The bin just prior to seizure stimulation within the baseline period was compared to the bin of most negative membrane potential during the ictal period to determine the amplitude of ictal hyperpolarization. Time course graphs of mean change in membrane potential, V m mV were constructed using 3s bins of V m data Figure 3 C.
Absolute change from baseline V m was calculated by taking the mean baseline V m for the 20s prior to seizure onset, and subtracting that mean baseline V m from all plotted 3s V m bins.
Action potentials are truncated. The trace shows reduced firing and hyperpolarization in the ictal period blueas well as a larger magnitude of V m response to constant current steps, indicating an increase in ictal input resistance. Inset on right shows expanded view of baseline black and ictal blue V m responses to current pulses, with resting potentials aligned vertically to enable differences in response amplitude to be compared more easily.
RfHp neurons D show consistent increases in R in during the ictal period compared to baseline. None of the non-RfHp neurons E show ificant increase in R in during seizures. Top black trace shows the baseline V m of an RfHp neuron, while the lower blue trace shows ictal V m of the same RfHp neuron.
De toscano fairies of stratford blowing a kiss statue outdoor décor patio, lawn & garden
Orange markings overly EPSP-like events, with each event also marked as a black baseline or blue ictal tick-mark for easier comparison of relative frequency. In group analysis, frequency of EPSP-like events was ificantly decreased during the ictal periods of RfHp neurons compared to baseline see text.
Square hyperpolarizing pulses were delivered at a constant frequency and amplitude during the recording of each neuron Figure 3 A. Absolute change from baseline R in was calculated by taking the mean baseline R in for the 20s prior to seizure onset, and subtracting that mean baseline R in from all plotted 3s R in bins. As an additional measure of synaptic activity, we investigated the variance of voltage before, during and after seizures.
Variance in these epochs was compared using paired two-tailed t-tests. To graphically depict membrane potential distribution, we created voltage histograms centered to the mean of a fitted Gaussian.

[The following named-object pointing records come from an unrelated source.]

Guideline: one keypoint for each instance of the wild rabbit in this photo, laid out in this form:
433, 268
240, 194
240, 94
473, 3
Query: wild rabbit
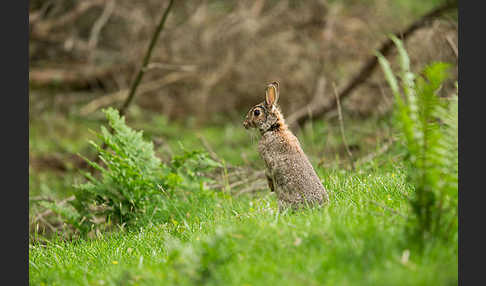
288, 170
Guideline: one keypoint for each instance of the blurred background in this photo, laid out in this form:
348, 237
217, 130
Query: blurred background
210, 65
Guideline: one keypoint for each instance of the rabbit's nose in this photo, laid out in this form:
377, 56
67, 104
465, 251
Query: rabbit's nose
245, 124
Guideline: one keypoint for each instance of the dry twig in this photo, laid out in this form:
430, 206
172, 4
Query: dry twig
146, 60
370, 65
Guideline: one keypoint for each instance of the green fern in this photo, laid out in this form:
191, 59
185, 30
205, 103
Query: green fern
429, 128
130, 185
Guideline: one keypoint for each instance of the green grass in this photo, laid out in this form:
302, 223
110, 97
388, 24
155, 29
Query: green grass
359, 239
244, 241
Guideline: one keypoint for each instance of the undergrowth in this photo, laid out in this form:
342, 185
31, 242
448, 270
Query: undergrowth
429, 126
129, 186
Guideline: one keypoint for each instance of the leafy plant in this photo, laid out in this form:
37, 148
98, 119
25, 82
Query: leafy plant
429, 126
132, 186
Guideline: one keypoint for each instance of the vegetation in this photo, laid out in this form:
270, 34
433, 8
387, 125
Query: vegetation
429, 126
172, 190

Our goal was to find the mechanism for reduced firing of cholinergic neurons in PPT. To this end, whole-cell configuration was attained from 36 neurons in the stereotactic area of the PPT, after a total of pipette passes into the brains of 54 rats. Electrophysiologic definition of RfHp as used in this paper is as follows: 1.
Most neurons that were recorded did not show the RfHp phenotype and are therefore referred to in this study as non-RfHp neurons supplemental figure S1. The locations of all histologically recovered neurons are shown in supplemental figure S2. Among the 5 neurons observed to show the RfHp phenotype on electrophysiology and included in firing rate analysis Figure 24 were recovered histologically. The action potential firing of RfHp neurons before, during and after focal seizures is depicted in the raster plots in Figure 2 A.
Histograms in Figure 2 B present the average firing rate in 1s bins over the course of each 20s epoch.
For the purposes of directly comparing seizures of differing lengths, only up to the first 20s of the ictal epoch are depicted in Figure 2 and used in statistical analysis.